Tutorial#

This tutorial provides a step-by-step guide to analyzing rotational diffusion of molecules from molecular dynamics simulations using the rotationaldiffusion package. Please check out our paper and the documentation to get all details.

Introduction#

Rotational diffusion describes how molecules reorient in solution. For rigid bodies, this diffusion process is described by a rotational diffusion tensor, which can be characterized using its principal components (eigenvalues) \(D_x\), \(D_y\), and \(D_z\) along the principal axes of the molecule.

In this tutorial, we’ll:

  1. Extract the orientations of a molecule over time

  2. Compute the covariance matrix / rotational correlation functions

  3. Fit a rotational diffusion model

  4. Determine the associated uncertainties

Setup#

First, let’s import the necessary packages:

[1]:

# We don't need to see warnings in this Tutorial.
import warnings
warnings.filterwarnings('ignore')

import numpy as np
import matplotlib.pyplot as plt
import MDAnalysis as mda
from MDAnalysisTests.datafiles import PSF, DCD
import RotationalDiffusion as rd

# Set up matplotlib for better visualization
plt.rcParams['figure.figsize'] = [5, 3]
plt.rcParams['font.size'] = 12

Calculating Orientations#

The first step in analyzing rotational diffusion is to calculate the orientations of the molecule at each time point. The rotationaldiffusion package provides the Orientations analysis class for this purpose.
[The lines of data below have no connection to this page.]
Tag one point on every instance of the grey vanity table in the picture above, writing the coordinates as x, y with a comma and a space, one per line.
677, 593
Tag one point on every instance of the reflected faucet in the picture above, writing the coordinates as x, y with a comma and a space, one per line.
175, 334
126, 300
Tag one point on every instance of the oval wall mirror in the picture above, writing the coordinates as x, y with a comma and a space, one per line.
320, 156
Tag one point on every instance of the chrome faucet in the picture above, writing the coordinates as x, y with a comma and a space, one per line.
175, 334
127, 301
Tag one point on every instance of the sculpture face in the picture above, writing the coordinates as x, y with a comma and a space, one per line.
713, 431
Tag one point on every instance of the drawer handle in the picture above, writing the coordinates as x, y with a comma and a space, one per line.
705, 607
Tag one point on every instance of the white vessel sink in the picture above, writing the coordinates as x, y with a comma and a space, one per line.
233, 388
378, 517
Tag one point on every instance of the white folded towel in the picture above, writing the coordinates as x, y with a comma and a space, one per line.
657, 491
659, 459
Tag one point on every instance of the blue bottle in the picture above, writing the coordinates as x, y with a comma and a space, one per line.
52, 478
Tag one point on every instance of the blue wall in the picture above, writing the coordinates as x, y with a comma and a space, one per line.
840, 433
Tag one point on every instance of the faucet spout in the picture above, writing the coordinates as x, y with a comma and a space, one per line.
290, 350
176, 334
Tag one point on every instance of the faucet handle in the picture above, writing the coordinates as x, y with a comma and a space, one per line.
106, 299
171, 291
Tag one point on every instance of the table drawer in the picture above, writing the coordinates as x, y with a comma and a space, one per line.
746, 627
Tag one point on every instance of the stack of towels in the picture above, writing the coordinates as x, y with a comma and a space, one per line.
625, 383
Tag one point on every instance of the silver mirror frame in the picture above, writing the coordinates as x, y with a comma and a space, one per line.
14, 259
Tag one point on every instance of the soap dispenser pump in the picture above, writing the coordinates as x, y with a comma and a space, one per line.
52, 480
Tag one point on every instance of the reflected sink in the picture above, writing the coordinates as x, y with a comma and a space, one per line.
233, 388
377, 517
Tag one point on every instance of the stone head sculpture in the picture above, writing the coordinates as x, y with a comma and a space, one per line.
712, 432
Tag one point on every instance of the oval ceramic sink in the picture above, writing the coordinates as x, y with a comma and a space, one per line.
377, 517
Here, we are exploring this class using a short trajectory from MDAnalysisTests.

[2]:

warnings.filterwarnings("ignore")

# Load trajectory
u = mda.Universe(PSF, DCD)

# Select the atoms for analysis.
selection = "name CA or name C or name N" # Protein backbone

# Initialize the orientation analysis.
orient_analysis = rd.orientations.Orientations(u, select=selection, unwrap=False)

# Run the analysis.
orient_analysis.run()

# Get the resulting orientations (rotation matrices).
orientations = orient_analysis.results.orientations
print(f"Calculated {len(orientations)} orientation matrices of shape {orientations[0].shape}")

Calculated 98 orientation matrices of shape (3, 3)

Note: By default, molecules will be unwrapped and centered. This behaviour can be overwritten by setting unwrap=False and center=False, to speed up computations in case the provided trajectories are already unwrapped and centered. Also, the Orientations class supports parallelization using multiprocessing or dask, which can be enabled by passing the backend and n_workers flags to the .run() method.

Computing the covariance matrix / rotational correlation functions.#

Next, we’ll compute a covariance matrix containing six rotational correlation functions, which describe how the orientation decorrelates over time. We are switching to orientations pre-computed from ten MD simulations of Ubiquitin, lasting \(1 \mu s\) each.

[3]:

# Load data.
orientations = np.load('data/orientations.npy')

# Compute the covariance matrix Q by correlating the orientations.
correlations = rd.correlate(orientations)
print(f"Computed correlation matrix Q with shape {correlations.shape}")

# Average over all 10 simulations.
correlations_av = np.mean(correlations, axis=0)

# Get corresponding lag times.
timestep = 0.1  # ns
lag_times = np.arange(1, len(correlations_av)+1) * timestep
print(f"Lag times range from {lag_times[0]} to {lag_times[-1]} ns")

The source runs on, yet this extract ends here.